Les erreurs à éviter pour un clafoutis parfait
La première erreur, la plus fréquente, c’est une pâte mal dosée : trop liquide, elle ne prend jamais ; trop épaisse, elle donne un résultat proche du gâteau, loin du tremblotant caractéristique du clafoutis.
La deuxième, c’est un four trop chaud. Un clafoutis qui gonfle trop vite retombe en sortant du four et se creuse au centre. Mieux vaut une cuisson un peu plus longue à température modérée qu’une cuisson rapide et brutale.
Un clafoutis qui a bien cuit tremble encore légèrement au centre quand on sort le plat du four. S’il est parfaitement figé, il est probablement trop cuit.
Enfin, des mirabelles pas assez égouttées relâchent trop de jus et détrempent la base. Je les laisse toujours reposer quelques minutes sur un torchon avant de les disposer dans le plat.
Faut-il dénoyauter les mirabelles avant cuisson
C’est le débat qui revient chaque année à table. Le noyau contient une amande qui, à la cuisson, libère un léger parfum d’amande amère — c’est l’argument des puristes qui gardent les fruits entiers, comme pour le clafoutis aux cerises traditionnel.
Mais soyons honnêtes : personne n’a envie de recracher des noyaux à table, surtout devant des enfants. Ma grand-mère, elle, dénoyautait systématiquement ses mirabelles. Elle disait que le plaisir de manger sans arrière-pensée valait bien ce léger parfum en moins.
Ce que faisaient les grand-mères
Dans les faits, la tradition orale est partagée selon les régions et les familles. Ce qui compte, c’est moins la règle absolue que le geste transmis : chez nous, on dénoyautait ; à deux villages de là, on gardait les noyaux. Je ne suis pas objective, et je l’assume : je dénoyaute toujours.

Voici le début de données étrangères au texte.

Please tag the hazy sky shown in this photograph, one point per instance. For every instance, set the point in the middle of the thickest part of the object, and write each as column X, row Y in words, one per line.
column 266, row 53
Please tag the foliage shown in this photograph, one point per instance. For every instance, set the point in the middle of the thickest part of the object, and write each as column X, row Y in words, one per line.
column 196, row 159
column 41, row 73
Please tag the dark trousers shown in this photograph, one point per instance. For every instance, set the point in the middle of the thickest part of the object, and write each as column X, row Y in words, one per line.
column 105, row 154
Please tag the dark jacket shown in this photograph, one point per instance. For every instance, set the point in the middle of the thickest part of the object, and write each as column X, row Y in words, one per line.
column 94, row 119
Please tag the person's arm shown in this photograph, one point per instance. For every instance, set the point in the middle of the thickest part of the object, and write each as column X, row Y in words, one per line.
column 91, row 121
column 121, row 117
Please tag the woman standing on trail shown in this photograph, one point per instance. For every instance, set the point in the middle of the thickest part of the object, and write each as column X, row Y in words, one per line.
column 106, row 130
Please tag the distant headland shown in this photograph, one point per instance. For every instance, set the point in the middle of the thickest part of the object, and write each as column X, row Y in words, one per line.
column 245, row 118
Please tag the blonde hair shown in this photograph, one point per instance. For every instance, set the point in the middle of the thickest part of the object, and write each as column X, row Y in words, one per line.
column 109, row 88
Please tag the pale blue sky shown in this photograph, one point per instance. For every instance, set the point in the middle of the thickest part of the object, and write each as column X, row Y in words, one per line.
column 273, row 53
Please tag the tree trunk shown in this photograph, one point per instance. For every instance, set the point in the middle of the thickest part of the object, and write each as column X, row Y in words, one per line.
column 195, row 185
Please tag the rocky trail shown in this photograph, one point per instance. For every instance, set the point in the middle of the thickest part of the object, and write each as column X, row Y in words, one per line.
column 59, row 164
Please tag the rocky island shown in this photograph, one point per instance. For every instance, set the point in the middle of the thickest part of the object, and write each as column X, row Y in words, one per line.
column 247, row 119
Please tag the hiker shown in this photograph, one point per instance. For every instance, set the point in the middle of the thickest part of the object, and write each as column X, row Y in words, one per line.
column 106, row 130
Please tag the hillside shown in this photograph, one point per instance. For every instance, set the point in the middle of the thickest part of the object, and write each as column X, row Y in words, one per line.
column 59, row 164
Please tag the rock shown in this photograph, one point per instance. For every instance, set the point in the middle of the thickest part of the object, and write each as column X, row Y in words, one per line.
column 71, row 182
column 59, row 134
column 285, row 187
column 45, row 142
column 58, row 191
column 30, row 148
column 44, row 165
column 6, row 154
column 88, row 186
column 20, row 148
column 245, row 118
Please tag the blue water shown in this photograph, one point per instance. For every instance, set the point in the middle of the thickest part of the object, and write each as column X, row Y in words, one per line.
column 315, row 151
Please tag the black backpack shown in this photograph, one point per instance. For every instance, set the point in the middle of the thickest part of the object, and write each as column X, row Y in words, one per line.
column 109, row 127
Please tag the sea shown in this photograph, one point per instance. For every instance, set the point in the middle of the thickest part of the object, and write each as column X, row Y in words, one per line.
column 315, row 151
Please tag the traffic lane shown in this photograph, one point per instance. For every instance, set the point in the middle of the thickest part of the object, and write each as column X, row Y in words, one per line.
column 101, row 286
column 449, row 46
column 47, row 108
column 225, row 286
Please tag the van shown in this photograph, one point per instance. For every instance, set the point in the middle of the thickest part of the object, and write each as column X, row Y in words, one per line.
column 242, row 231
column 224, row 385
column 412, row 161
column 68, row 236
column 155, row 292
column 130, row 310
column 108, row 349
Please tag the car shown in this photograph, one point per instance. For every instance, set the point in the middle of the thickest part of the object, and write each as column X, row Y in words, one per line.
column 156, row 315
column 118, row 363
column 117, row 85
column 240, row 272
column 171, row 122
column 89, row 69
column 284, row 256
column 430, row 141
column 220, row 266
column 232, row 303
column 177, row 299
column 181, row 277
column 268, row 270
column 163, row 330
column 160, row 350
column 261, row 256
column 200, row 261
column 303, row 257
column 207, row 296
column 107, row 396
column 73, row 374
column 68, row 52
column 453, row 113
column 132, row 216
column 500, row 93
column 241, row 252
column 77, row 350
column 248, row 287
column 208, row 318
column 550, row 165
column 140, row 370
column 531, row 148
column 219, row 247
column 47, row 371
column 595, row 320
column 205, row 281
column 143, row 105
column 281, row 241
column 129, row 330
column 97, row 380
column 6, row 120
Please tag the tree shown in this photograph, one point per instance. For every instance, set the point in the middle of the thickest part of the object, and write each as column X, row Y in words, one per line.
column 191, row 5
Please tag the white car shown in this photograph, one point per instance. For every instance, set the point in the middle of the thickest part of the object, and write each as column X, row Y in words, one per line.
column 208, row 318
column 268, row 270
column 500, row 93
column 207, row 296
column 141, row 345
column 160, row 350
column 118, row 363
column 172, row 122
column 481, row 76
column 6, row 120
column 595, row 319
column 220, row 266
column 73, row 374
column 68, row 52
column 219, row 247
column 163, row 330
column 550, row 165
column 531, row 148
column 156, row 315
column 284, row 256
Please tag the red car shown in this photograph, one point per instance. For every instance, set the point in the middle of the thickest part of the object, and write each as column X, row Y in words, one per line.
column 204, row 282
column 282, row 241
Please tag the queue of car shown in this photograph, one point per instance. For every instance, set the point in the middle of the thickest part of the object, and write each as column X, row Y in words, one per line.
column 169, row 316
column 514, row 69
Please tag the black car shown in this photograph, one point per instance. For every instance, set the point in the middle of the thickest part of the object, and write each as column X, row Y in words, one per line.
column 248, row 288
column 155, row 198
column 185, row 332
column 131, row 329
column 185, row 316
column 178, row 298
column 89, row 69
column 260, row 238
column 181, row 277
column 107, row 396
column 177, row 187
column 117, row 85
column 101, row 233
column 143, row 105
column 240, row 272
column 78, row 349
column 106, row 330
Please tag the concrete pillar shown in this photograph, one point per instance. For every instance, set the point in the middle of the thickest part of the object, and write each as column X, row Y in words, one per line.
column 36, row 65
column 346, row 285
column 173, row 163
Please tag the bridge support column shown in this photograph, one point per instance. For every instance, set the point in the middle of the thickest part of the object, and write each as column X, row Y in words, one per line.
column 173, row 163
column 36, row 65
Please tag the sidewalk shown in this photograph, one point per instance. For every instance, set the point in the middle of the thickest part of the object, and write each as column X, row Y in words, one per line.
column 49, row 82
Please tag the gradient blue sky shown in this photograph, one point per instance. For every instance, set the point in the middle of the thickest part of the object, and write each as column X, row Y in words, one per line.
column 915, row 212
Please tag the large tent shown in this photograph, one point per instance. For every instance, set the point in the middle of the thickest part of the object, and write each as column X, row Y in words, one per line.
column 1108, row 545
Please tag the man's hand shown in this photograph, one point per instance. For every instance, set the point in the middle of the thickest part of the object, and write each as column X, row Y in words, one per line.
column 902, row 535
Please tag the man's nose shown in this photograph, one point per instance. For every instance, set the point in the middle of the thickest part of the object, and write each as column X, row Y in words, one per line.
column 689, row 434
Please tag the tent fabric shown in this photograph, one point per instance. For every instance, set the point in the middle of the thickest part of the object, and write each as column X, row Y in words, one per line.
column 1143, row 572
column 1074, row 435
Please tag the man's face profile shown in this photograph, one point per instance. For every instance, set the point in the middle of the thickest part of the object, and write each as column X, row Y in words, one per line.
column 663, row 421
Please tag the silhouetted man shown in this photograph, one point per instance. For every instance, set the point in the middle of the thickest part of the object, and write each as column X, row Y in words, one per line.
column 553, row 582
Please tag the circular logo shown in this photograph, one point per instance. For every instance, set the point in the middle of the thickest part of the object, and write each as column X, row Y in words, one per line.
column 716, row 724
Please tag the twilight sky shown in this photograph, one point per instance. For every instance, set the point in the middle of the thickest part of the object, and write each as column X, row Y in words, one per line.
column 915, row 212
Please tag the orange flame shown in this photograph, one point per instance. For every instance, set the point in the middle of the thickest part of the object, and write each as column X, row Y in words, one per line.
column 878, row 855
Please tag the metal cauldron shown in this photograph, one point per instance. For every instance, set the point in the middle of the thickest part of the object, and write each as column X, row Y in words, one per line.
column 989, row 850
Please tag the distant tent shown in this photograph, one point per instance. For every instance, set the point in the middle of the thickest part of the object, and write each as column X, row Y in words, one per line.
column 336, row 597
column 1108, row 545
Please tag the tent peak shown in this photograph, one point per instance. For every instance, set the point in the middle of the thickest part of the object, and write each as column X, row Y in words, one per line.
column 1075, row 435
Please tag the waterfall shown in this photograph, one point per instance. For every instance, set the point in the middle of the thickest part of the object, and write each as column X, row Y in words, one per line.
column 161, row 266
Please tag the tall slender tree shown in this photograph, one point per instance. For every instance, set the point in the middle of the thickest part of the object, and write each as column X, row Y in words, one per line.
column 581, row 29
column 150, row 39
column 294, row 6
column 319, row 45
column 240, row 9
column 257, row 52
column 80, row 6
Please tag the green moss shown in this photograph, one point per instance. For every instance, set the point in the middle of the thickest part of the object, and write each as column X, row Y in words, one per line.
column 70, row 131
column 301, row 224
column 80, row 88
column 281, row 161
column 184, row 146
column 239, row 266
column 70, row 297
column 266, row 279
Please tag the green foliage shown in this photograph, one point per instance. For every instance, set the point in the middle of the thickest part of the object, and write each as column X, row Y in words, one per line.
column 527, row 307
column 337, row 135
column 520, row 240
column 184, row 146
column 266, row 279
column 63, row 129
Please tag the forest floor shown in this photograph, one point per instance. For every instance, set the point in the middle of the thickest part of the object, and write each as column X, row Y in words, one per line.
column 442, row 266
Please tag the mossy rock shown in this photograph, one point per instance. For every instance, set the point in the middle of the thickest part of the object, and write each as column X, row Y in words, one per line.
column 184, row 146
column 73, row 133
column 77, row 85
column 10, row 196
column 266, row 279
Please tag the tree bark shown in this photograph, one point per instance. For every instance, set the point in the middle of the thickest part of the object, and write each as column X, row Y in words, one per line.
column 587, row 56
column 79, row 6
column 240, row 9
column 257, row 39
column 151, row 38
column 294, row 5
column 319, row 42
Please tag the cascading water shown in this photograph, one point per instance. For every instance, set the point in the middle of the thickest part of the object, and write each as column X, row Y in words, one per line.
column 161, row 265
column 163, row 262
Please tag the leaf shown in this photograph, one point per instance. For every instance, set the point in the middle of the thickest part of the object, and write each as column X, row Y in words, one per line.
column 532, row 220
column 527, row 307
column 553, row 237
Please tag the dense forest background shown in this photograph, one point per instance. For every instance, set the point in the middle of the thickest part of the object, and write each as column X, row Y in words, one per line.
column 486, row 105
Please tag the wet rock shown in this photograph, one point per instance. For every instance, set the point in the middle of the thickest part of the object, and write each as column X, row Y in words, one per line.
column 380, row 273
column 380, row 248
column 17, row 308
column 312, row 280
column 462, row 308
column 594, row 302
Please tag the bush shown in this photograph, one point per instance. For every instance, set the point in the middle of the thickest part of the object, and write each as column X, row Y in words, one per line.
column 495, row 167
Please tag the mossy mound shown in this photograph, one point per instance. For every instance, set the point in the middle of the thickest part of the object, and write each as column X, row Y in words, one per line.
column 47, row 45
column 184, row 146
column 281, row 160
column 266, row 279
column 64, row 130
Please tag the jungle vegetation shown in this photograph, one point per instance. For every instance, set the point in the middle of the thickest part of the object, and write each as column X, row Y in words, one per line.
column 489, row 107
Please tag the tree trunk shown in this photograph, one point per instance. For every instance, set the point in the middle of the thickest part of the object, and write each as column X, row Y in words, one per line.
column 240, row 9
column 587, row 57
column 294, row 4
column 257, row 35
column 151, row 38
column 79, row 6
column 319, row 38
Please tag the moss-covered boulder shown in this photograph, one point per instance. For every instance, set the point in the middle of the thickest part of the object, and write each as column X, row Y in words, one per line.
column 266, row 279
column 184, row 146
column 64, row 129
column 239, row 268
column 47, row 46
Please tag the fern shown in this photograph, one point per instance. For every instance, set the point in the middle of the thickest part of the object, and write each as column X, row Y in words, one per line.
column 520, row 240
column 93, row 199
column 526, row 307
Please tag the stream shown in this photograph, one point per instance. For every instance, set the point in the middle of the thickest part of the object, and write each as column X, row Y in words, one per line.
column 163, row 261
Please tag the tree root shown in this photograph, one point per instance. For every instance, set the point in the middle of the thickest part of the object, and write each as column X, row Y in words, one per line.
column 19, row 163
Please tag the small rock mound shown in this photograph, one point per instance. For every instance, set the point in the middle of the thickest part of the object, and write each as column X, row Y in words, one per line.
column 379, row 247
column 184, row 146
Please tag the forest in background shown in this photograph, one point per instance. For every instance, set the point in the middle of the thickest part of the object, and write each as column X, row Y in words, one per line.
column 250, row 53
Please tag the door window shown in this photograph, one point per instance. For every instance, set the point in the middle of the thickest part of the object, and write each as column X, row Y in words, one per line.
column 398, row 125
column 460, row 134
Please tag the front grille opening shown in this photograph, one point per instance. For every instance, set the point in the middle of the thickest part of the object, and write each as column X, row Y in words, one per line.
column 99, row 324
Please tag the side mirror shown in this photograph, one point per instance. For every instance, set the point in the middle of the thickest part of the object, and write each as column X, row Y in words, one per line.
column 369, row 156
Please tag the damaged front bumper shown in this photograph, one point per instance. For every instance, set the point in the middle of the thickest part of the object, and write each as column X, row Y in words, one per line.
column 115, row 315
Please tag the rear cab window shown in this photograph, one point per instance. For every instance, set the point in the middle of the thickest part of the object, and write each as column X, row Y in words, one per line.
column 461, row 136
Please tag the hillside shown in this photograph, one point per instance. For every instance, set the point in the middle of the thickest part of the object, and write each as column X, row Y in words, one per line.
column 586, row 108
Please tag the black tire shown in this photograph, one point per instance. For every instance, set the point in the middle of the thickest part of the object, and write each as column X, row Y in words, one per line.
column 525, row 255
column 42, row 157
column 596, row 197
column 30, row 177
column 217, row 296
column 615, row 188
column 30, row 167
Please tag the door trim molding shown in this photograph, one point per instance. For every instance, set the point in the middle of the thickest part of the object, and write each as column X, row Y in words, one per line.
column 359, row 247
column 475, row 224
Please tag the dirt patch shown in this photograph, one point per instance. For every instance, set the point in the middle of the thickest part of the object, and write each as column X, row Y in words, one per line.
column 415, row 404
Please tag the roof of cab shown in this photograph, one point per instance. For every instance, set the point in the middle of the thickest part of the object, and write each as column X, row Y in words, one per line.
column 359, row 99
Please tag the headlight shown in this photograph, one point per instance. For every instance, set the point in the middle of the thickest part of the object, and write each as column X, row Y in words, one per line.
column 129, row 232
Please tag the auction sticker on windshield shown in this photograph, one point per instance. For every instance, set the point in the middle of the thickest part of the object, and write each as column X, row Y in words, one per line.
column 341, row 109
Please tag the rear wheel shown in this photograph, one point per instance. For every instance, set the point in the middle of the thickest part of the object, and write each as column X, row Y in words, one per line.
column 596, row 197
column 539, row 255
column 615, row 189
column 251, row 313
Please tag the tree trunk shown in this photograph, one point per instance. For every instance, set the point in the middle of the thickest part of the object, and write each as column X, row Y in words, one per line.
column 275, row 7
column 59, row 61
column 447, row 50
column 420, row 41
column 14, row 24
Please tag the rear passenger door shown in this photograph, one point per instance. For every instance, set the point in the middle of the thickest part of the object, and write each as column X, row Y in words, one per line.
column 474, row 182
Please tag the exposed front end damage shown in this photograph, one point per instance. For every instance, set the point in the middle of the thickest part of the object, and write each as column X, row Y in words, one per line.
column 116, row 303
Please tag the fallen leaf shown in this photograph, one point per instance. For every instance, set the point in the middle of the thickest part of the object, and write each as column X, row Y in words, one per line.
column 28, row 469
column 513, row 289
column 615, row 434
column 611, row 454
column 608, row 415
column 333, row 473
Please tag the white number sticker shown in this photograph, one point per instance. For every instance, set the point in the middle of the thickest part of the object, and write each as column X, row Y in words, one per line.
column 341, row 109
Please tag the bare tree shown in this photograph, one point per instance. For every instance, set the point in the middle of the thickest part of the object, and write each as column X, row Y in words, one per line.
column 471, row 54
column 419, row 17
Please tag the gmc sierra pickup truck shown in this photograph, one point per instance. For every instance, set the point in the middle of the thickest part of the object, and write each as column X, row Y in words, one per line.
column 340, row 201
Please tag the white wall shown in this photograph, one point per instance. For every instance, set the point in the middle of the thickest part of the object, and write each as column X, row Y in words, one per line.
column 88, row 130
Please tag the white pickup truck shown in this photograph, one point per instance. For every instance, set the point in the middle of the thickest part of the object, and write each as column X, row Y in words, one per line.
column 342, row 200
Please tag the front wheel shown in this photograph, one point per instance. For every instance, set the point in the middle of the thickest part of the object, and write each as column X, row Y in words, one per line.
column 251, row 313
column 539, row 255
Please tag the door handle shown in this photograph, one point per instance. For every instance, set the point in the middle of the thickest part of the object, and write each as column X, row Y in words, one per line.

Variantes autour de la recette traditionnelle
La recette de base n’interdit pas les variations, à condition qu’elles restent au service du fruit et non l’inverse.
Version aux amandes
Remplacer une partie de la farine par de la poudre d’amandes apporte un moelleux supplémentaire et une texture plus fondante, presque proche du financier.
Version à la crème
Substituer une partie du lait par de la crème liquide entière rend l’appareil plus riche et plus onctueux — une option que je réserve aux grandes occasions, tant elle alourdit le dessert.
Version épicée
Une pointe de cannelle dans la pâte, ou un peu de sucre roux caramélisé saupoudré avant cuisson, apporte une note chaleureuse qui s’accorde très bien avec le parfum de la mirabelle en fin d’été.
Conservation, dégustation et accompagnement du clafoutis
Le clafoutis mirabelle se déguste tiède, à peine sorti du four, ou froid le lendemain — les deux ont leurs adeptes. Personnellement, je le préfère tiède, quand la texture reste encore un peu fondante au centre.
Il se conserve deux à trois jours au réfrigérateur, filmé pour éviter qu’il ne sèche. Passé ce délai, la pâte perd de son moelleux et les fruits commencent à rendre trop d’eau.
Pour l’accompagner, une cuillère de crème fraîche épaisse suffit largement. Une boule de glace à la vanille en fait un dessert plus généreux, parfait pour clore un repas d’été entre amis. On ne s’en lasse pas, et c’est bien pour ça que ce clafoutis mirabelle de grand-mère revient, année après année, sur toutes les tables de la famille.
Questions fréquentes
Peut-on manger un clafoutis à la mirabelle tiède ou froid ?
Oui, les deux façons se dégustent très bien. Tiède, la texture reste plus fondante ; froid, les saveurs des fruits sont plus concentrées. Le choix dépend surtout des préférences de chacun.